Topping: Bill 207 is dead. Now what?

22 November 2019

Appears in: Archdiocesan News

Bill 207 is dead.  Now what?

For me, the speed of its decline and fall, I confess, makes me feel rather dizzy. I was caught up with work last week. My wife has been busy Christmas shopping. At home we’re preparing for a son’s piano exam. Hardly before I heard of the bill, strong hands were strangling its neck. And now it’s gone.

I too share the anger and dismay that many feel who occupy ‘the middle’ or ‘the right’ of Alberta’s political spectrum. Nor do I take comfort hearing that the party for which I voted didn’t support the bill because it was ‘controversial’. When did conscience rights become controversial?

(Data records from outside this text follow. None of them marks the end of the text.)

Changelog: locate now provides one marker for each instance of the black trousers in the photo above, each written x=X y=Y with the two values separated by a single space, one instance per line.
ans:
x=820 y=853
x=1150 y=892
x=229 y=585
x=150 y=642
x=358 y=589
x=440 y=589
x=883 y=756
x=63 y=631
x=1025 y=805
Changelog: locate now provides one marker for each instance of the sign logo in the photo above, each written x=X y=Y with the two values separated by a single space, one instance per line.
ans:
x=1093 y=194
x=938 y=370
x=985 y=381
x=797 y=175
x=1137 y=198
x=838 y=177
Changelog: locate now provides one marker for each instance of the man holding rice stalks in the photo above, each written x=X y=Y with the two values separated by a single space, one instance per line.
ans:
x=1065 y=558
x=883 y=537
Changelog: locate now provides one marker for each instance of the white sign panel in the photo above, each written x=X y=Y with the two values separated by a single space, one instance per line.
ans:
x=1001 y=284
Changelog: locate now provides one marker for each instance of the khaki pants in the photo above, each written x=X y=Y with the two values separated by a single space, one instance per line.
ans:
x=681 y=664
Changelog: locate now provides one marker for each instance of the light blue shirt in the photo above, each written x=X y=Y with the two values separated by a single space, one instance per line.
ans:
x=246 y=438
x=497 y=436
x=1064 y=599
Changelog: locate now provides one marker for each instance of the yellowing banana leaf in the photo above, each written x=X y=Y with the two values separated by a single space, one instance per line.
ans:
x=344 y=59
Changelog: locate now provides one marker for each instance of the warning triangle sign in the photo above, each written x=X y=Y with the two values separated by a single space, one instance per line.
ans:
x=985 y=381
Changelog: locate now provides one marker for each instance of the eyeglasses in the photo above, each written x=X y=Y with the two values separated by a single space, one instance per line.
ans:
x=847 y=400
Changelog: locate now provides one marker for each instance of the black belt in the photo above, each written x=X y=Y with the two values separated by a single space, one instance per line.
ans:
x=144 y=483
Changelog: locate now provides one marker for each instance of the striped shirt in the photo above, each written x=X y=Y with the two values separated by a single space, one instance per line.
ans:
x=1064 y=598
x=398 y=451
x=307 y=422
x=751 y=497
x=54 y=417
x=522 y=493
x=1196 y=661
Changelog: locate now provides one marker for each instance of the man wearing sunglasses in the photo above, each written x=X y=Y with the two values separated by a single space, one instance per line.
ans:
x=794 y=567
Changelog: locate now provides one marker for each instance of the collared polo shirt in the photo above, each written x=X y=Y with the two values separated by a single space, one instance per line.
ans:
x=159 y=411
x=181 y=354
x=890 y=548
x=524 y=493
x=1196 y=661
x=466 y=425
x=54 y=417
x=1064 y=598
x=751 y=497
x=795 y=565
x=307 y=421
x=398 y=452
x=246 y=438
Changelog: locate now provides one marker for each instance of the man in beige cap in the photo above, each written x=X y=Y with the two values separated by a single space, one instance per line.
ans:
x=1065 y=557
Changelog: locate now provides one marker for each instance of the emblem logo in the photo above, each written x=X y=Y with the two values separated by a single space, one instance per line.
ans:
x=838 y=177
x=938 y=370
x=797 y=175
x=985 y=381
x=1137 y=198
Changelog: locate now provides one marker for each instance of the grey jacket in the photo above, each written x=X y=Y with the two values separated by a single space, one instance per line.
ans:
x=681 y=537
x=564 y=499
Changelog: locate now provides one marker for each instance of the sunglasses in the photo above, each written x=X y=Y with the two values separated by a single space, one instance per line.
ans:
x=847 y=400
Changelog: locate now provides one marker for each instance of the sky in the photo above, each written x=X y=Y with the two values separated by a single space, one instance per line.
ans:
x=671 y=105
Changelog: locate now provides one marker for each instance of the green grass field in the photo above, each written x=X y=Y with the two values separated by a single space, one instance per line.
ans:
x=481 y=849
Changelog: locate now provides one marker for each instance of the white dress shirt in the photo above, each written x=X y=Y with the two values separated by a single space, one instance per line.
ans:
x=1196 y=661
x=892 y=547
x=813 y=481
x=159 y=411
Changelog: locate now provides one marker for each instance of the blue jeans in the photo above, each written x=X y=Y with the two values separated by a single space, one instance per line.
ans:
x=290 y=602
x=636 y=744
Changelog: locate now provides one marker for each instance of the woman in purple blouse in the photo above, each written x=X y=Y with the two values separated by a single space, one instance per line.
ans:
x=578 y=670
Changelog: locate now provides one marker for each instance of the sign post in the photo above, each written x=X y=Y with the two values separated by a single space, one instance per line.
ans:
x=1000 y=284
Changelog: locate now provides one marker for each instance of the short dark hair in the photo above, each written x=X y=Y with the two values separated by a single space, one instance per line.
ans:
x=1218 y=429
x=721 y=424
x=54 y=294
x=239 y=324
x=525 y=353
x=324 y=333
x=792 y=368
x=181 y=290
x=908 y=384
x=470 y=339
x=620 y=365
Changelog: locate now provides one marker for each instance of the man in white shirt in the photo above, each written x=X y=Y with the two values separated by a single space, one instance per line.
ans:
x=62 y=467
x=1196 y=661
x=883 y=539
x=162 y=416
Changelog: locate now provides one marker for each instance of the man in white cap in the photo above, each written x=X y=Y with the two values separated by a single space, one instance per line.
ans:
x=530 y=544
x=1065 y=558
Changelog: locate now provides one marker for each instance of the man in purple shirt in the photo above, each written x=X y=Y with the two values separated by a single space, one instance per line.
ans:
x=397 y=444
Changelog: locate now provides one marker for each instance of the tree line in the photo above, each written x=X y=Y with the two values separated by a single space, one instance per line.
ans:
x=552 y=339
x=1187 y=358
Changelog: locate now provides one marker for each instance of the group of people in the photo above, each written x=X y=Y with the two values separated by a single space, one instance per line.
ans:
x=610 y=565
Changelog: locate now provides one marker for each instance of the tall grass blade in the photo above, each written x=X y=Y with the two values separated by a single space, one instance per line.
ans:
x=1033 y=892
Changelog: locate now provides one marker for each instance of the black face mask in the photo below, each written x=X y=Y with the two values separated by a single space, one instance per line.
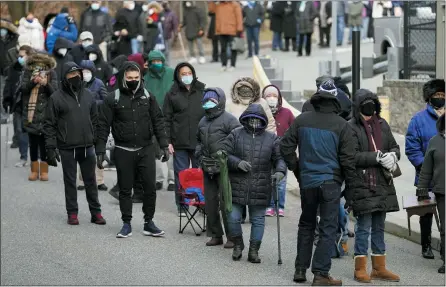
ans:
x=437 y=103
x=368 y=109
x=132 y=85
x=75 y=83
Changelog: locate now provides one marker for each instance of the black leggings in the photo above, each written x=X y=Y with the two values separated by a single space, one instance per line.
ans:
x=36 y=146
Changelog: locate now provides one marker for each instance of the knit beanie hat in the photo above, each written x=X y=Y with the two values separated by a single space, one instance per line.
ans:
x=271 y=90
x=210 y=95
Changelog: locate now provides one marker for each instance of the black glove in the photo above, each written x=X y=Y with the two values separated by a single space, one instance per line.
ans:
x=244 y=166
x=99 y=160
x=70 y=20
x=166 y=155
x=52 y=157
x=423 y=194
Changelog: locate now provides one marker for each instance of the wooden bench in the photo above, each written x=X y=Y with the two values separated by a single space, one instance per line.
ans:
x=420 y=208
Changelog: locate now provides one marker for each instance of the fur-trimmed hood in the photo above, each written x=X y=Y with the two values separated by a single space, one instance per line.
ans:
x=248 y=82
x=40 y=61
x=8 y=25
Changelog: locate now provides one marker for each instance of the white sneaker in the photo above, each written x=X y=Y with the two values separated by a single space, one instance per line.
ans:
x=21 y=163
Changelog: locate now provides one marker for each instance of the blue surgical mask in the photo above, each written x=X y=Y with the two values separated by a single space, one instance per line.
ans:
x=21 y=61
x=187 y=80
x=209 y=105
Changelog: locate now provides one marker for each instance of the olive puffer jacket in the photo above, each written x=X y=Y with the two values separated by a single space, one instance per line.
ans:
x=214 y=127
x=261 y=149
x=383 y=197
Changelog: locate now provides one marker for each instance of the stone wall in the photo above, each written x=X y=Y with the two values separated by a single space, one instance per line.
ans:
x=406 y=98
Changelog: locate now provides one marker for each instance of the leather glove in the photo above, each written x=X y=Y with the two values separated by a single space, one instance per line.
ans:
x=278 y=176
x=166 y=155
x=99 y=160
x=52 y=157
x=244 y=166
x=422 y=194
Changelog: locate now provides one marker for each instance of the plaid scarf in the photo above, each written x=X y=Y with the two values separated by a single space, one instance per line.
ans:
x=33 y=103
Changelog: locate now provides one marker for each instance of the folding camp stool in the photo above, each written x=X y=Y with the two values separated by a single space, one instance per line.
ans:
x=189 y=179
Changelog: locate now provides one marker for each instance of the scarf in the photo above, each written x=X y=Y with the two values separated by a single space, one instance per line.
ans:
x=33 y=102
x=374 y=137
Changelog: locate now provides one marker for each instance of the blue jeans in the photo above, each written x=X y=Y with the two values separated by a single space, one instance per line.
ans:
x=277 y=40
x=135 y=45
x=256 y=217
x=340 y=28
x=252 y=34
x=182 y=159
x=326 y=197
x=281 y=189
x=22 y=136
x=370 y=221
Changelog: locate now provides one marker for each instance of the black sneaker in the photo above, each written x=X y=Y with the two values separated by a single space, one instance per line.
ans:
x=102 y=187
x=150 y=229
x=125 y=232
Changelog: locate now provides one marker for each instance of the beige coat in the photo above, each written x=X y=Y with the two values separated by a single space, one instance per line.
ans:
x=237 y=106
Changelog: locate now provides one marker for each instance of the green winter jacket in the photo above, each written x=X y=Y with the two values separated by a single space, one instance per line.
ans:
x=158 y=83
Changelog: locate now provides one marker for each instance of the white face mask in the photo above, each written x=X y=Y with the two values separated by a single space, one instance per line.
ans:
x=92 y=57
x=272 y=102
x=87 y=75
x=62 y=51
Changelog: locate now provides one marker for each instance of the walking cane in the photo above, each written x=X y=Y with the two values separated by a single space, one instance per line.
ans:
x=7 y=138
x=180 y=38
x=276 y=207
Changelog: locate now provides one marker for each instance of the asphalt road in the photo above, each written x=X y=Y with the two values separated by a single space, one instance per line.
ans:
x=39 y=248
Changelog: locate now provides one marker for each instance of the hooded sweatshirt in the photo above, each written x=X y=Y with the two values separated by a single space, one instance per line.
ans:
x=239 y=104
x=158 y=82
x=182 y=110
x=33 y=32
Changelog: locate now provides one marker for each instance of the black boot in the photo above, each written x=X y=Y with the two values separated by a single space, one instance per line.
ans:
x=238 y=248
x=300 y=275
x=253 y=253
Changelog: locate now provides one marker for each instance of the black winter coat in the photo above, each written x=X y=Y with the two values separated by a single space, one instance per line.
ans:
x=214 y=127
x=261 y=149
x=103 y=70
x=134 y=119
x=60 y=60
x=194 y=20
x=35 y=127
x=71 y=117
x=383 y=197
x=182 y=110
x=289 y=20
x=10 y=91
x=277 y=15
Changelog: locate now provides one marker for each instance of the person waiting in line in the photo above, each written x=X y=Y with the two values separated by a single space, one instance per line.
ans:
x=252 y=153
x=213 y=129
x=420 y=130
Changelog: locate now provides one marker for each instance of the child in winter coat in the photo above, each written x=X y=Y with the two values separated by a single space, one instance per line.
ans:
x=284 y=118
x=432 y=175
x=252 y=152
x=99 y=91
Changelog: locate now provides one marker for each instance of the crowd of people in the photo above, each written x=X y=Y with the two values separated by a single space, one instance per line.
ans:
x=74 y=107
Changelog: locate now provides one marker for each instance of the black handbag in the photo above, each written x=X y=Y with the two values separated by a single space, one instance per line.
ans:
x=210 y=165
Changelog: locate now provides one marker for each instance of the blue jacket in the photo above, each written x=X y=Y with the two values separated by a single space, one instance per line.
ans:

I’m tempted to blame the media. Far from facilitating a meaningful debate on conscience rights, or describing what balance of goods might be at stake or the pressing fear under which doctors and nurses now work (especially given the Ontario court’s ruling this May), by and large, microphones were placed only in front of the loudest and most extreme voices on the left.

That’s all true; but the fault lies much deeper. The main reason we lost is because, for a long time now, we’ve trusted that our institutions will stand even when we ignore their foundations.

History is full of salutatory lessons for forgetful people. Laws are only ever as firm as the will of those who defend them. In liberal democracies, after the right to life, the freedom of religion and of conscience was once universally regarded as the ‘first freedom’. If the conservative party in Alberta won’t stretch out a finger to defend conscience, who will?

That is a sobering question.

It is a political maxim that we get the leaders we deserve. Despite appearances, politicians in our democracy have very little room within which to maneuver. As we saw these past weeks, one young MLA from the north tried to maneuver, a little, and what wrath befell him! Before our eyes the full weight of the allies of the pro-abortion industry came crashing upon his head.

Mr. Williams deserves our praise. But to deserve more politicians like Mr. Williams, more of us citizens need to remember why we need conscience protections at all.

Over these coming months, all of us will need to regain the vocabulary that would enable us to think clearly, and hence confidently, about why we hold such rights dear, and how to justify them in the first place.

As a professor, my life has been spent introducing people to good books. Here is one I recommend: The Letter to the Duke of Norfolk.

Anyone wishing to read or write or think seriously about the nature or role of conscience within our liberal democracies is bound, sooner or later, to wrestle with Cardinal John Henry Newman’s classic discussion, found in his letter. In this letter Newman concludes, famously, that “conscience has rights because it has duties.”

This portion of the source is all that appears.